Whether it is due to a company’s security mindset not evolving as a company grows, or a series of acquisitions and team turnover that have complicated processes and reduced retained knowledge, often the GRC processes which exist in theory, are less apparent in practice.

Often exposed in an incident response case, when digital forensic examiners are tracing data throughout the company, policies and procedures can be exposed as a “paper exercise”. In the worst-case scenario, it is not just a lack of tick boxes, but actual infrastructure that is connected with insecure configurations, leaving web servers and database servers vulnerable to cyberattacks and interconnected with internal resources and networks.

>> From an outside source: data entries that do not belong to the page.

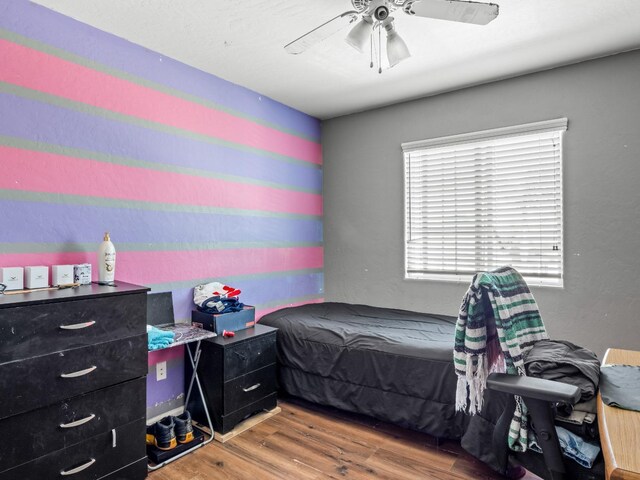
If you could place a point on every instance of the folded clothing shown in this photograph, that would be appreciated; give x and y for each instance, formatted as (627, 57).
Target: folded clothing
(573, 447)
(158, 339)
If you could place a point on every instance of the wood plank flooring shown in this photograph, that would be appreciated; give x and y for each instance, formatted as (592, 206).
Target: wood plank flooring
(309, 442)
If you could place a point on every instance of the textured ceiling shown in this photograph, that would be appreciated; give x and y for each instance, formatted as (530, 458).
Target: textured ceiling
(242, 41)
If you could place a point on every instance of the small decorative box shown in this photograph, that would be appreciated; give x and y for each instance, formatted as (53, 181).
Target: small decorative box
(61, 275)
(82, 274)
(12, 277)
(36, 277)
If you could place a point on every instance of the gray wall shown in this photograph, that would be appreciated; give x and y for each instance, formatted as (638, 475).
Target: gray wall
(599, 305)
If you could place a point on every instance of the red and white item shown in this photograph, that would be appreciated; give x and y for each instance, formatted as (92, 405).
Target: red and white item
(201, 293)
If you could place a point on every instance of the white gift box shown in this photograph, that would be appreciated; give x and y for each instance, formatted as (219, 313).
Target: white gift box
(36, 277)
(12, 277)
(61, 275)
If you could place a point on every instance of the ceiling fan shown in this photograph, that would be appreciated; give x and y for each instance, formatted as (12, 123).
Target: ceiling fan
(372, 15)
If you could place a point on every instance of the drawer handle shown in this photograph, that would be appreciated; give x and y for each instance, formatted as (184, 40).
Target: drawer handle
(82, 467)
(79, 373)
(78, 326)
(77, 423)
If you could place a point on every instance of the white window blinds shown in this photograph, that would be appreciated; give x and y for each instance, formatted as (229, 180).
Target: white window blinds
(479, 201)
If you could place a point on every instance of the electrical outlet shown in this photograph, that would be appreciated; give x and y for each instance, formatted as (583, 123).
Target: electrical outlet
(161, 371)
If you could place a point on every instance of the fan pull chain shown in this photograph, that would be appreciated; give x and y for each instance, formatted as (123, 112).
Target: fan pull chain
(379, 49)
(371, 45)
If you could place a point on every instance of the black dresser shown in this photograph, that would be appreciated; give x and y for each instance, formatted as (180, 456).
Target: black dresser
(238, 376)
(72, 383)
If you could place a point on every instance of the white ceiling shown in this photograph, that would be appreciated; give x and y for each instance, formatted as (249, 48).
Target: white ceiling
(242, 41)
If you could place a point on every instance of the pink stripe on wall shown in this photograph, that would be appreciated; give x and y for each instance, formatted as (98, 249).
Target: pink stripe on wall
(47, 172)
(149, 267)
(35, 70)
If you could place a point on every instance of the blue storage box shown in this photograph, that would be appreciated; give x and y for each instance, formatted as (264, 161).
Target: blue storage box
(231, 322)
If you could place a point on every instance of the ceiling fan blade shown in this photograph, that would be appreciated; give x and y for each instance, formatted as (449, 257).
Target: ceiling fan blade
(322, 32)
(453, 10)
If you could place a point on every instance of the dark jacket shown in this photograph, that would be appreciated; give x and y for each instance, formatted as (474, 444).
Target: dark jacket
(565, 362)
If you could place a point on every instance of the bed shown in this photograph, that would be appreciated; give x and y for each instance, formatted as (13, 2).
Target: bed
(394, 365)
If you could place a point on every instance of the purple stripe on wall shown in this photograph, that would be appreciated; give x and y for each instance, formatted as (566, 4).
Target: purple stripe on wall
(41, 122)
(68, 34)
(258, 291)
(87, 223)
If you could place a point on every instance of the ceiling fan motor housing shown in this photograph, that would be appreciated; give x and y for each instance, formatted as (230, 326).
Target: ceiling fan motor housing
(381, 13)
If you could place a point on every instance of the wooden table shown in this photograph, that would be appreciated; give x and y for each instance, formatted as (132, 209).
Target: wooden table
(620, 429)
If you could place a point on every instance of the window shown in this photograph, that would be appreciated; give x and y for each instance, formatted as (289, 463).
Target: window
(482, 200)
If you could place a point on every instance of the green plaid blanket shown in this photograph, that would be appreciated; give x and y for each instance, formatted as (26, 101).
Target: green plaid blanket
(498, 323)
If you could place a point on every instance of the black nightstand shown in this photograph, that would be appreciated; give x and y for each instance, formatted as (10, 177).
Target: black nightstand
(238, 376)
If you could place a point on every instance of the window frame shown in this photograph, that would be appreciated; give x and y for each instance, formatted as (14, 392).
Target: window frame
(559, 125)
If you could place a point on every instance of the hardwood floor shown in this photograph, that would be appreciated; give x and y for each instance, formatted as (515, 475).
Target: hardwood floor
(309, 442)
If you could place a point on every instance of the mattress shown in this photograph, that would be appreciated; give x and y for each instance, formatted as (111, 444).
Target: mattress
(395, 365)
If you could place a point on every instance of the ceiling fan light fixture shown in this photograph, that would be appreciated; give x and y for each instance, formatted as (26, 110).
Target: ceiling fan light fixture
(397, 50)
(360, 34)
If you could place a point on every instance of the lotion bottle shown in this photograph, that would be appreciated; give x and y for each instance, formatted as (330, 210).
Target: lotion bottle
(106, 261)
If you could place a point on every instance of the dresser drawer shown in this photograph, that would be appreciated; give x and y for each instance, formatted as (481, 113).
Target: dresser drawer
(48, 379)
(100, 456)
(136, 471)
(247, 356)
(44, 430)
(249, 388)
(35, 330)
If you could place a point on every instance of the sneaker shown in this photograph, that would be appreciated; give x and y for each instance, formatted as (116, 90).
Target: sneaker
(162, 434)
(184, 429)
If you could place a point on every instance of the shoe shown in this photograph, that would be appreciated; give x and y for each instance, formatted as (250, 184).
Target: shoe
(162, 434)
(184, 429)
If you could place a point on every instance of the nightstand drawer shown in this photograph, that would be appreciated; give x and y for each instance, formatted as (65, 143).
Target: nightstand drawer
(249, 388)
(249, 356)
(92, 459)
(226, 423)
(48, 379)
(35, 330)
(42, 431)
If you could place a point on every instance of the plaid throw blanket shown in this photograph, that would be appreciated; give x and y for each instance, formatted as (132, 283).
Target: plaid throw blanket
(498, 323)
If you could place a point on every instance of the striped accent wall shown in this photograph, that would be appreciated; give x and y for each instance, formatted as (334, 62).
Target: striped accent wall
(196, 178)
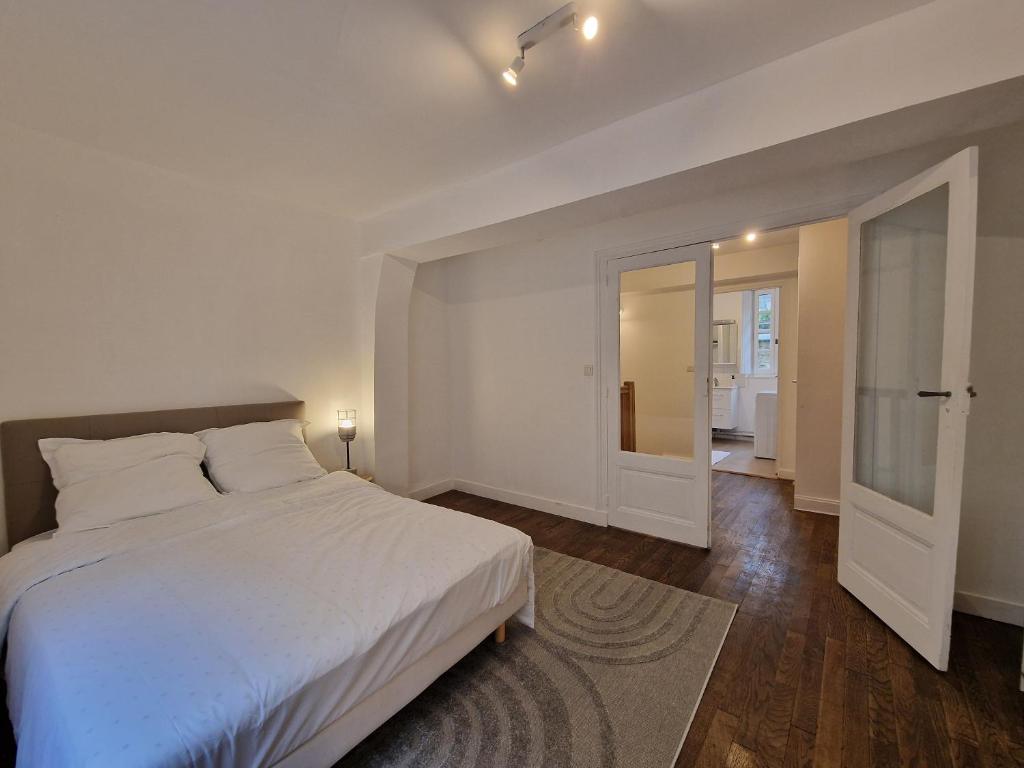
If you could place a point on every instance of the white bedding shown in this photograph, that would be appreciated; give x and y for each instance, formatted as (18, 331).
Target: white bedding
(229, 632)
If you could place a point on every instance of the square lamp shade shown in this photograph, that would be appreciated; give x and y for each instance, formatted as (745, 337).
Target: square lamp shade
(346, 425)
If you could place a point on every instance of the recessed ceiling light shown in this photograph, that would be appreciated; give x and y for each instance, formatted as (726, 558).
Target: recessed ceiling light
(590, 28)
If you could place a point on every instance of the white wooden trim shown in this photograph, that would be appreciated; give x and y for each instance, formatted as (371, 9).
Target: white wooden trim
(552, 506)
(989, 607)
(434, 488)
(816, 504)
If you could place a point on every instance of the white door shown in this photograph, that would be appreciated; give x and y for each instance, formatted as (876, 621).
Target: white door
(656, 338)
(906, 397)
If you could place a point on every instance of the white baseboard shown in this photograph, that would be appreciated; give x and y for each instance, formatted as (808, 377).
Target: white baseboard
(989, 607)
(572, 511)
(430, 491)
(814, 504)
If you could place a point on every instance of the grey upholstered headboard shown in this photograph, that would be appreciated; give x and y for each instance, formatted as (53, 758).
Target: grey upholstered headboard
(29, 492)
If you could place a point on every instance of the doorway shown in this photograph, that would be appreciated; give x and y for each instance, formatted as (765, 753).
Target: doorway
(754, 353)
(655, 320)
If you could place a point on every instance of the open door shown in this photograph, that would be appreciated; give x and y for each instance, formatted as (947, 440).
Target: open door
(656, 338)
(906, 398)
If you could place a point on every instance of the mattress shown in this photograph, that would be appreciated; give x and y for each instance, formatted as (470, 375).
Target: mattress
(231, 632)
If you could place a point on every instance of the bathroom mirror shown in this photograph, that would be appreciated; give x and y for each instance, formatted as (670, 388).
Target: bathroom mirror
(724, 343)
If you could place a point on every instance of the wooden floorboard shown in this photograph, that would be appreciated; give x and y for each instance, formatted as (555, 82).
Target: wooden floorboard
(807, 676)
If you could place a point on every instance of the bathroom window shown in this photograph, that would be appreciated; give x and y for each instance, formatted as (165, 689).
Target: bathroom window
(765, 328)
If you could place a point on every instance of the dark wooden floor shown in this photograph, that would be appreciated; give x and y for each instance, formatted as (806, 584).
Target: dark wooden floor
(807, 677)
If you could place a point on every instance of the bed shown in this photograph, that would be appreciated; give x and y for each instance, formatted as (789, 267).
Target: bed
(276, 628)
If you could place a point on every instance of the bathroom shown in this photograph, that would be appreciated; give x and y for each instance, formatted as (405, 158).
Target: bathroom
(753, 349)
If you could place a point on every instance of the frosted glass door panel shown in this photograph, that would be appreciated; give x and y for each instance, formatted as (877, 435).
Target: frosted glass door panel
(655, 356)
(899, 349)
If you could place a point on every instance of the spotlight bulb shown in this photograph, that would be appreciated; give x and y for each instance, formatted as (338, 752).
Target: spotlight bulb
(511, 74)
(590, 28)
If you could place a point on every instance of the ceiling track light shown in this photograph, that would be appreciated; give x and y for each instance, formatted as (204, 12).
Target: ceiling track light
(567, 15)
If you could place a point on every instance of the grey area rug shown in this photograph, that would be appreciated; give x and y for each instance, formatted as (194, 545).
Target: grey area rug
(610, 678)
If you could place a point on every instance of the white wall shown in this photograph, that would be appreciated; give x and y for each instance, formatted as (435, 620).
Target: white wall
(125, 288)
(819, 365)
(656, 353)
(430, 409)
(990, 566)
(520, 328)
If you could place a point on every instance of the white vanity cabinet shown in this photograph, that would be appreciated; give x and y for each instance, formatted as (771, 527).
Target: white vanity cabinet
(724, 408)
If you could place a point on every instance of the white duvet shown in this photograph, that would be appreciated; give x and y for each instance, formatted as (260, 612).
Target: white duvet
(229, 632)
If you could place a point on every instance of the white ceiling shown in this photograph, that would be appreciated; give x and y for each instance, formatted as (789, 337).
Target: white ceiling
(764, 240)
(356, 107)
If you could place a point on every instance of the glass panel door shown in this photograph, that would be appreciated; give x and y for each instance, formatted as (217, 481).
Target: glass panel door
(899, 348)
(656, 318)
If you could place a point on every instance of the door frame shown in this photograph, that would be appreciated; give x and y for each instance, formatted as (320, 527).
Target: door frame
(961, 172)
(726, 230)
(641, 520)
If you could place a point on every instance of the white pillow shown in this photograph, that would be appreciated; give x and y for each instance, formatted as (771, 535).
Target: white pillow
(258, 456)
(100, 482)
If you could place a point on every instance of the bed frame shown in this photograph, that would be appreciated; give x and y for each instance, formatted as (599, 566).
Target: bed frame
(29, 498)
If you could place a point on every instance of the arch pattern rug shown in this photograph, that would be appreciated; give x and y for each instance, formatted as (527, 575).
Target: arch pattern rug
(610, 678)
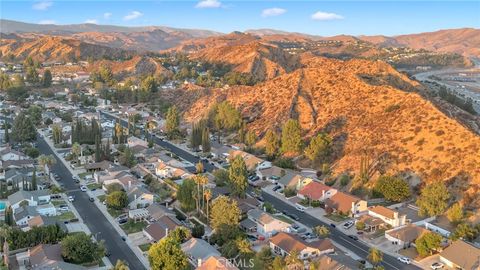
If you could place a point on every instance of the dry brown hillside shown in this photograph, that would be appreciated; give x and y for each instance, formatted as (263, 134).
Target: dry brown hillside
(55, 48)
(368, 104)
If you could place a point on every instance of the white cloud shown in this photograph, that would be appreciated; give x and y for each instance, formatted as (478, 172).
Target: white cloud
(132, 15)
(91, 21)
(326, 16)
(46, 22)
(209, 4)
(269, 12)
(42, 5)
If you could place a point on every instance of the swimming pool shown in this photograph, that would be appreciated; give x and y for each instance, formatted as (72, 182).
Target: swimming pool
(2, 206)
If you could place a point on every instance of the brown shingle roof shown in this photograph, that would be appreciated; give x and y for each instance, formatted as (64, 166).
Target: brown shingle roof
(463, 255)
(290, 242)
(382, 210)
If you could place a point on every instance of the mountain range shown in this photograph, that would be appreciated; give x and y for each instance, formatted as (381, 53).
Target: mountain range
(464, 41)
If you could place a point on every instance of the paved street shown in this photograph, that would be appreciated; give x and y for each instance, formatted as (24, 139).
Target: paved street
(357, 247)
(92, 216)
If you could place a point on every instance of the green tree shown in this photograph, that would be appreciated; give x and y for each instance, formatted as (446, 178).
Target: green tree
(23, 129)
(272, 144)
(180, 234)
(238, 177)
(322, 231)
(393, 188)
(433, 199)
(375, 256)
(428, 243)
(224, 212)
(292, 137)
(172, 121)
(80, 248)
(465, 231)
(184, 195)
(250, 139)
(167, 255)
(57, 135)
(47, 78)
(35, 114)
(455, 213)
(127, 158)
(206, 147)
(320, 148)
(117, 200)
(120, 265)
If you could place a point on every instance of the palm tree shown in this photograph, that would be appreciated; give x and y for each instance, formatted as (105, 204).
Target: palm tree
(208, 196)
(322, 231)
(375, 256)
(46, 161)
(293, 261)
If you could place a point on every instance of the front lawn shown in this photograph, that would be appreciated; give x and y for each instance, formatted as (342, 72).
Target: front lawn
(66, 216)
(336, 217)
(94, 186)
(145, 247)
(133, 227)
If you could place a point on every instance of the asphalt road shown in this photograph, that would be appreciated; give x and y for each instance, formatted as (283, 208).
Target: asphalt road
(92, 216)
(357, 247)
(170, 147)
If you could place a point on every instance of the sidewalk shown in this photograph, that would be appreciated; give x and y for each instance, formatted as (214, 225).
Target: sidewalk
(102, 208)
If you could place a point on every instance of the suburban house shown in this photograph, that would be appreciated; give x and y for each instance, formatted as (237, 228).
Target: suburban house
(461, 255)
(316, 191)
(32, 198)
(251, 161)
(139, 197)
(216, 263)
(440, 225)
(346, 204)
(11, 154)
(284, 243)
(43, 256)
(406, 235)
(267, 225)
(293, 180)
(388, 216)
(198, 251)
(159, 229)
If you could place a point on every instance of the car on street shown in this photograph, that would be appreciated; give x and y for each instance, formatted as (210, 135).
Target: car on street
(404, 260)
(354, 237)
(347, 225)
(437, 265)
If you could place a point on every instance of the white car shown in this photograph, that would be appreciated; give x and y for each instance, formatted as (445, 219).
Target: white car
(437, 265)
(347, 225)
(404, 260)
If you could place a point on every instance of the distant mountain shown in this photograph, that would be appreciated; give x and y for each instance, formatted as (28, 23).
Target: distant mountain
(464, 41)
(9, 26)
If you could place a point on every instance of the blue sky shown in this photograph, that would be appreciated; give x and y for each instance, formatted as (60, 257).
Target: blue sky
(324, 18)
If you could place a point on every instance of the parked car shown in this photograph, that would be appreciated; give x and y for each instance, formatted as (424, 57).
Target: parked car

Without proper network segmentation inside the company, this situation is worsened as cybercriminals can move laterally to cause maximum damage.

It is important that as part of the post-investigation recovery, investment is made in getting these systems and processes in order. Doing so will benefit the company from both a cybersecurity and GRC perspective.

Collaboration with Legal Teams

Finally, knowing when to escalate a digital forensics investigation to a legal audience can be fundamental to handling an incident effectively and not exposing a company to further potential damage. While an investigation may have begun with a narrow scope, teamwork between GRC teams and digital forensic examiners can highlight when the data compromised represents a significant risk, which may require the investigation to continue under privilege.

Digital Forensics and GRC Teams in Harmony

It may seem obvious that GRC teams and digital forensic examiners would have plenty of mutual interest, given their focus on understanding data flow and the processes and procedures that surround data, but often they are very much siloed within an organization.

Often it is only when an investigation begins, such as in reaction to a cyber incident, that the synergies between teams become evident. While it goes without saying that good collaboration across the two fields will aid any investigation—providing greater understanding of data controls and cloud environments, for example—there are also longer-term gains that can prove advantageous for both disciplines. From a cyber perspective, with sufficient resources and teams to implement the GRC policies, resiliency against cyberattacks will be improved. From a GRC perspective, among other advantages, data visibility and clear processes for handling logs will bring compliance issues to the surface and allow steps to be taken for improvement before legal action ensues.